Together CN and Hog1 promote widespread changes in the expression of cell cycle-regulated genes (Fig 8). The concurrent activation of these pathways triggers an immediate downregulation of several clusters of cell cycle genes within 10 minutes of CaCl₂ treatment: Hog1 mediates inactivation of SBF and MBF to downregulate G1/S genes [13,14], CN dephosphorylates and inactivates the S-phase TF Hcm1 [12], and CN and Hog1 independently contribute to Swe1 activation [11,42], which results in dephosphorylation of G2/M TFs Ndd1 and Fkh2. Interestingly, the specific requirements for dephosphorylation of these TFs differs: Fkh2 dephosphorylation is largely dependent on CN, whereas Ndd1 dephosphorylation may be more dependent on Hog1 and Swe1 (Figs 6D and 7C). After approximately 20 minutes, inactivation of these TFs is reinforced as CN disrupts negative feedback to maintain Hog1 activation, and levels of Fkh2 and Ndd1 proteins decrease through a Hog1-dependent pathway. Finally, after approximately 90 minutes of CaCl₂ exposure, cells begin to adapt to the stress, levels and phosphorylation of TFs are returned to near starting levels, expression of cell cycle genes is restored, and cells resume cycling.

**Fig. 8. CN and Hog1 cooperate to regulate the cell cycle.**
Model of how CN rewires the cell cycle-regulatory TF network.

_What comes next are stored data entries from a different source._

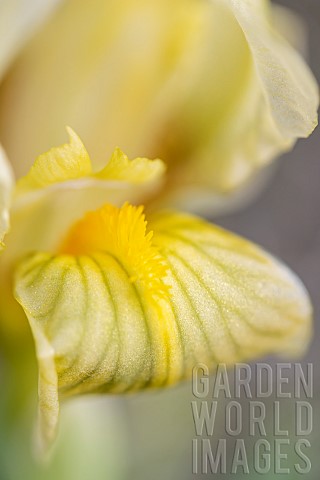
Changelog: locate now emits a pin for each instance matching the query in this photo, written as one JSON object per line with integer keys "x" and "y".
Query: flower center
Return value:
{"x": 122, "y": 233}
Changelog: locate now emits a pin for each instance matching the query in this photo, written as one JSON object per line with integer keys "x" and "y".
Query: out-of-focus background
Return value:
{"x": 285, "y": 219}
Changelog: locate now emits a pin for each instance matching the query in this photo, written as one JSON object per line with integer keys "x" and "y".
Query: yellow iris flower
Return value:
{"x": 211, "y": 87}
{"x": 117, "y": 299}
{"x": 121, "y": 301}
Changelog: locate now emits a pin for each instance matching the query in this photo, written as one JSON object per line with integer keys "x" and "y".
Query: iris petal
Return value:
{"x": 122, "y": 309}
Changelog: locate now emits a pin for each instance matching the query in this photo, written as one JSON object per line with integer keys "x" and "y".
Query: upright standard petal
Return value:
{"x": 125, "y": 306}
{"x": 18, "y": 20}
{"x": 59, "y": 188}
{"x": 63, "y": 180}
{"x": 6, "y": 184}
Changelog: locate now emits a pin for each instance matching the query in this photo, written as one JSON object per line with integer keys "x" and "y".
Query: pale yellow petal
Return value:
{"x": 138, "y": 170}
{"x": 290, "y": 88}
{"x": 6, "y": 184}
{"x": 67, "y": 162}
{"x": 190, "y": 82}
{"x": 121, "y": 309}
{"x": 18, "y": 20}
{"x": 61, "y": 186}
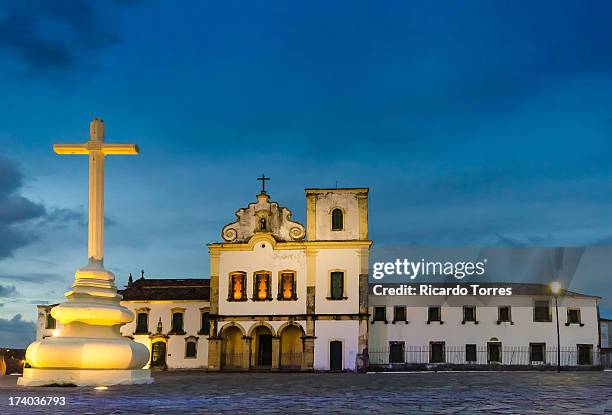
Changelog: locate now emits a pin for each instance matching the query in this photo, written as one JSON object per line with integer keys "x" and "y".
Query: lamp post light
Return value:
{"x": 555, "y": 288}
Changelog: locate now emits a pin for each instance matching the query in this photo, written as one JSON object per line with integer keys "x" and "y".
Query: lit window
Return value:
{"x": 262, "y": 289}
{"x": 142, "y": 323}
{"x": 237, "y": 289}
{"x": 337, "y": 220}
{"x": 287, "y": 286}
{"x": 434, "y": 314}
{"x": 469, "y": 313}
{"x": 51, "y": 324}
{"x": 337, "y": 285}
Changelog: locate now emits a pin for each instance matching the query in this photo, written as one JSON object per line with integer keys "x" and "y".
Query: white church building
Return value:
{"x": 283, "y": 296}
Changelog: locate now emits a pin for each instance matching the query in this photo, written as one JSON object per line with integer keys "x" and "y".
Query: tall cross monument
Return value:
{"x": 90, "y": 349}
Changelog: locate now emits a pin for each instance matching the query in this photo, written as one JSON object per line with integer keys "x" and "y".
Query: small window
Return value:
{"x": 494, "y": 352}
{"x": 470, "y": 353}
{"x": 504, "y": 314}
{"x": 287, "y": 286}
{"x": 396, "y": 352}
{"x": 177, "y": 322}
{"x": 142, "y": 323}
{"x": 469, "y": 313}
{"x": 337, "y": 285}
{"x": 237, "y": 288}
{"x": 51, "y": 323}
{"x": 262, "y": 289}
{"x": 399, "y": 313}
{"x": 337, "y": 220}
{"x": 573, "y": 316}
{"x": 585, "y": 354}
{"x": 380, "y": 314}
{"x": 434, "y": 314}
{"x": 191, "y": 349}
{"x": 436, "y": 353}
{"x": 541, "y": 311}
{"x": 537, "y": 352}
{"x": 205, "y": 329}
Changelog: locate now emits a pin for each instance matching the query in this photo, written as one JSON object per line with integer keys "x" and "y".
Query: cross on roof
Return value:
{"x": 263, "y": 179}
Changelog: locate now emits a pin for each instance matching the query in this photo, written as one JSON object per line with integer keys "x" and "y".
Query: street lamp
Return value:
{"x": 555, "y": 288}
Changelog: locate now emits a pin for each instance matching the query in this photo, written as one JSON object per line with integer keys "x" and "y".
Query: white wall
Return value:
{"x": 262, "y": 258}
{"x": 524, "y": 330}
{"x": 175, "y": 346}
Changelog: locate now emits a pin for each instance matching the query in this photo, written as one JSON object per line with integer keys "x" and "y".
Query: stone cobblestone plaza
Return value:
{"x": 198, "y": 392}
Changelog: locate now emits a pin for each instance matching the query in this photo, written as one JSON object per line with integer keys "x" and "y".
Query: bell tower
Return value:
{"x": 337, "y": 214}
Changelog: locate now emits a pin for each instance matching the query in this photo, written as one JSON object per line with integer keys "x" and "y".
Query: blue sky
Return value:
{"x": 473, "y": 123}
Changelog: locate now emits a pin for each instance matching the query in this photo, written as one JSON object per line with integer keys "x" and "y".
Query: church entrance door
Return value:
{"x": 264, "y": 354}
{"x": 335, "y": 355}
{"x": 158, "y": 354}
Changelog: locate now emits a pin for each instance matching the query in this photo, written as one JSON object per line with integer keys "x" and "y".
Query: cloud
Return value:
{"x": 14, "y": 210}
{"x": 16, "y": 332}
{"x": 31, "y": 277}
{"x": 49, "y": 36}
{"x": 8, "y": 291}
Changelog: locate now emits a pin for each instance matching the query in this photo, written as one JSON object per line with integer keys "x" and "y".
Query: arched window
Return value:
{"x": 50, "y": 321}
{"x": 262, "y": 287}
{"x": 142, "y": 323}
{"x": 337, "y": 285}
{"x": 286, "y": 286}
{"x": 191, "y": 349}
{"x": 237, "y": 287}
{"x": 337, "y": 219}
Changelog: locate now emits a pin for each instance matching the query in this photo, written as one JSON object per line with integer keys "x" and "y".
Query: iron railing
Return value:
{"x": 458, "y": 355}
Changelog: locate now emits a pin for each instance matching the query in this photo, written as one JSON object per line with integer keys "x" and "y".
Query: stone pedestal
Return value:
{"x": 90, "y": 349}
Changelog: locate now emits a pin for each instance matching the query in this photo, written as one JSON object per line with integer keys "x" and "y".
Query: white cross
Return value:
{"x": 96, "y": 149}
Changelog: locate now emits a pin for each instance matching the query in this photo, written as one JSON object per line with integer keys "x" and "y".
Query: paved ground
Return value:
{"x": 440, "y": 393}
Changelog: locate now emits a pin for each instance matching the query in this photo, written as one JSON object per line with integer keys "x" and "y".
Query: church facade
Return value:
{"x": 288, "y": 296}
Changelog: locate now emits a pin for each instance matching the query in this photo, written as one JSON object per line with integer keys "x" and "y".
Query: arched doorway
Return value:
{"x": 335, "y": 355}
{"x": 231, "y": 348}
{"x": 262, "y": 347}
{"x": 158, "y": 355}
{"x": 291, "y": 347}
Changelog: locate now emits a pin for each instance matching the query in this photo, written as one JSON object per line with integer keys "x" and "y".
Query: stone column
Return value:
{"x": 275, "y": 353}
{"x": 246, "y": 353}
{"x": 214, "y": 354}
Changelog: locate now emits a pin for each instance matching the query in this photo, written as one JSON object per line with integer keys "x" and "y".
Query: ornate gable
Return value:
{"x": 263, "y": 217}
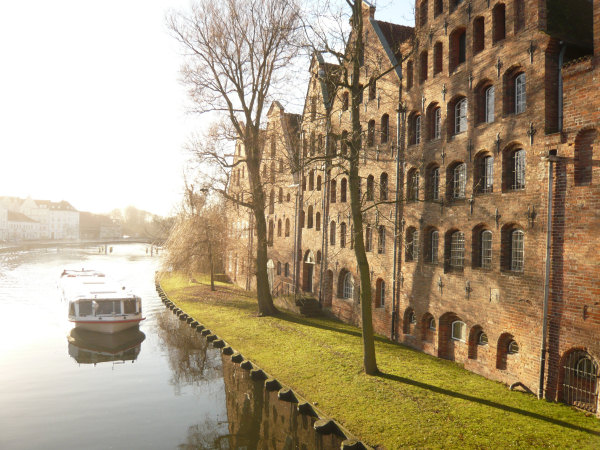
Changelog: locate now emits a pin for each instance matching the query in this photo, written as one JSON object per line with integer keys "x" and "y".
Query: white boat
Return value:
{"x": 97, "y": 304}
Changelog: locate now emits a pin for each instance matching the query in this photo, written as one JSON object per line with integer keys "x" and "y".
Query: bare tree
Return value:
{"x": 237, "y": 53}
{"x": 329, "y": 34}
{"x": 196, "y": 239}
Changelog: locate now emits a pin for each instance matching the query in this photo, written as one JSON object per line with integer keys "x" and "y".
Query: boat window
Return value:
{"x": 129, "y": 305}
{"x": 108, "y": 307}
{"x": 85, "y": 308}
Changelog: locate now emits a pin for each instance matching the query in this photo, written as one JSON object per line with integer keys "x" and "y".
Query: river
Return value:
{"x": 160, "y": 387}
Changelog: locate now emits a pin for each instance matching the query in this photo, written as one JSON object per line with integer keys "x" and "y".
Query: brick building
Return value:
{"x": 495, "y": 96}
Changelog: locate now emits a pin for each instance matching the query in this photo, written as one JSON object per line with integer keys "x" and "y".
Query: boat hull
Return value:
{"x": 106, "y": 326}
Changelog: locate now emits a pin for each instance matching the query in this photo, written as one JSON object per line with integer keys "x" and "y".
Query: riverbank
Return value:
{"x": 417, "y": 401}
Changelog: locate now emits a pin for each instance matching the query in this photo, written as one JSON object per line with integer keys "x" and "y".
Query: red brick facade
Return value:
{"x": 486, "y": 100}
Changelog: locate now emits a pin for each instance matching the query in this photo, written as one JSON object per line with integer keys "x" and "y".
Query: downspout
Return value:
{"x": 551, "y": 158}
{"x": 325, "y": 208}
{"x": 561, "y": 57}
{"x": 396, "y": 212}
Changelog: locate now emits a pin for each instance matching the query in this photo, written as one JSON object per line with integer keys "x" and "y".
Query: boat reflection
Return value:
{"x": 255, "y": 418}
{"x": 89, "y": 347}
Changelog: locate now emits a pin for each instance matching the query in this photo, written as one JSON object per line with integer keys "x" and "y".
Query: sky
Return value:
{"x": 91, "y": 107}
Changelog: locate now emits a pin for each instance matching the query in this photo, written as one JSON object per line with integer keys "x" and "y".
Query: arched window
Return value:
{"x": 460, "y": 116}
{"x": 383, "y": 187}
{"x": 372, "y": 89}
{"x": 271, "y": 232}
{"x": 485, "y": 254}
{"x": 381, "y": 240}
{"x": 332, "y": 232}
{"x": 371, "y": 133}
{"x": 517, "y": 250}
{"x": 457, "y": 250}
{"x": 433, "y": 183}
{"x": 333, "y": 193}
{"x": 438, "y": 7}
{"x": 490, "y": 100}
{"x": 423, "y": 12}
{"x": 343, "y": 235}
{"x": 484, "y": 174}
{"x": 432, "y": 247}
{"x": 520, "y": 94}
{"x": 458, "y": 49}
{"x": 423, "y": 66}
{"x": 478, "y": 35}
{"x": 344, "y": 143}
{"x": 519, "y": 10}
{"x": 370, "y": 187}
{"x": 438, "y": 58}
{"x": 459, "y": 331}
{"x": 458, "y": 172}
{"x": 498, "y": 22}
{"x": 380, "y": 293}
{"x": 412, "y": 189}
{"x": 348, "y": 292}
{"x": 518, "y": 169}
{"x": 412, "y": 244}
{"x": 385, "y": 128}
{"x": 368, "y": 238}
{"x": 272, "y": 202}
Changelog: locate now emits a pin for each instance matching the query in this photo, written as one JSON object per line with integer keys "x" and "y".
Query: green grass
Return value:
{"x": 418, "y": 401}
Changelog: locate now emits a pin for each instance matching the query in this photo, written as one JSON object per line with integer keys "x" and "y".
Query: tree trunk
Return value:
{"x": 369, "y": 359}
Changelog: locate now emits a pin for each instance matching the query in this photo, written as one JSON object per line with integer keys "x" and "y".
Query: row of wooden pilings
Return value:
{"x": 322, "y": 424}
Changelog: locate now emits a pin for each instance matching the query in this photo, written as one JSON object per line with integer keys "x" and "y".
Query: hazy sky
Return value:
{"x": 91, "y": 109}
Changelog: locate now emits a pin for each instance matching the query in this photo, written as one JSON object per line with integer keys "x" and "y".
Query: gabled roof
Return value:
{"x": 391, "y": 37}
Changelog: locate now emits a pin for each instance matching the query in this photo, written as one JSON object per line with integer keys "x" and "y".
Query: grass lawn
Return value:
{"x": 417, "y": 401}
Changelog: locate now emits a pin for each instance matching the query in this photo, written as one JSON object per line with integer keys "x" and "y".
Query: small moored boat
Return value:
{"x": 96, "y": 304}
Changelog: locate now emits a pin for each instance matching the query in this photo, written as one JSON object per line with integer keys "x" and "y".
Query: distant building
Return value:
{"x": 98, "y": 226}
{"x": 22, "y": 228}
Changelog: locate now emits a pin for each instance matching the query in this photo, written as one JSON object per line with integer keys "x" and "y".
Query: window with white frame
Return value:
{"x": 460, "y": 116}
{"x": 489, "y": 104}
{"x": 517, "y": 252}
{"x": 459, "y": 331}
{"x": 520, "y": 95}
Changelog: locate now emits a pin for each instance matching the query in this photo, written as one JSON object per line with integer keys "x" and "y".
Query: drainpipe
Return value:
{"x": 551, "y": 158}
{"x": 399, "y": 113}
{"x": 561, "y": 57}
{"x": 325, "y": 208}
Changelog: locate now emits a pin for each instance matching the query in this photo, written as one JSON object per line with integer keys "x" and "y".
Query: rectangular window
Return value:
{"x": 517, "y": 251}
{"x": 457, "y": 250}
{"x": 520, "y": 96}
{"x": 489, "y": 104}
{"x": 519, "y": 169}
{"x": 434, "y": 247}
{"x": 486, "y": 249}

Since G2/M TFs Ndd1 and Fkh2 are Hcm1 target genes [38], this suggested that inactivation of Hcm1 by CN [12] might promote downregulation of G2/M genes. However, we saw no significant change in downregulation of Fkh2/Ndd1 target genes in cells expressing a CN-resistant Hcm1 protein (Fig 2A). This result is consistent with the fact that inactivating a pathway by blocking transcription is a slow response, as it depends upon shutting off expression of the TFs and waiting for the TF proteins to be degraded before having an impact on their target genes. Rapid responses are more likely to result from modulating the phosphorylation landscape, which supports our finding that the timing of Fkh2 and Ndd1 dephosphorylation correlates well with the downregulation of their target genes (Figs 5 and 6D). Downregulation of Ndd1 and Fkh2 proteins likely contributes to a decrease in target gene expression after prolonged exposure to stress.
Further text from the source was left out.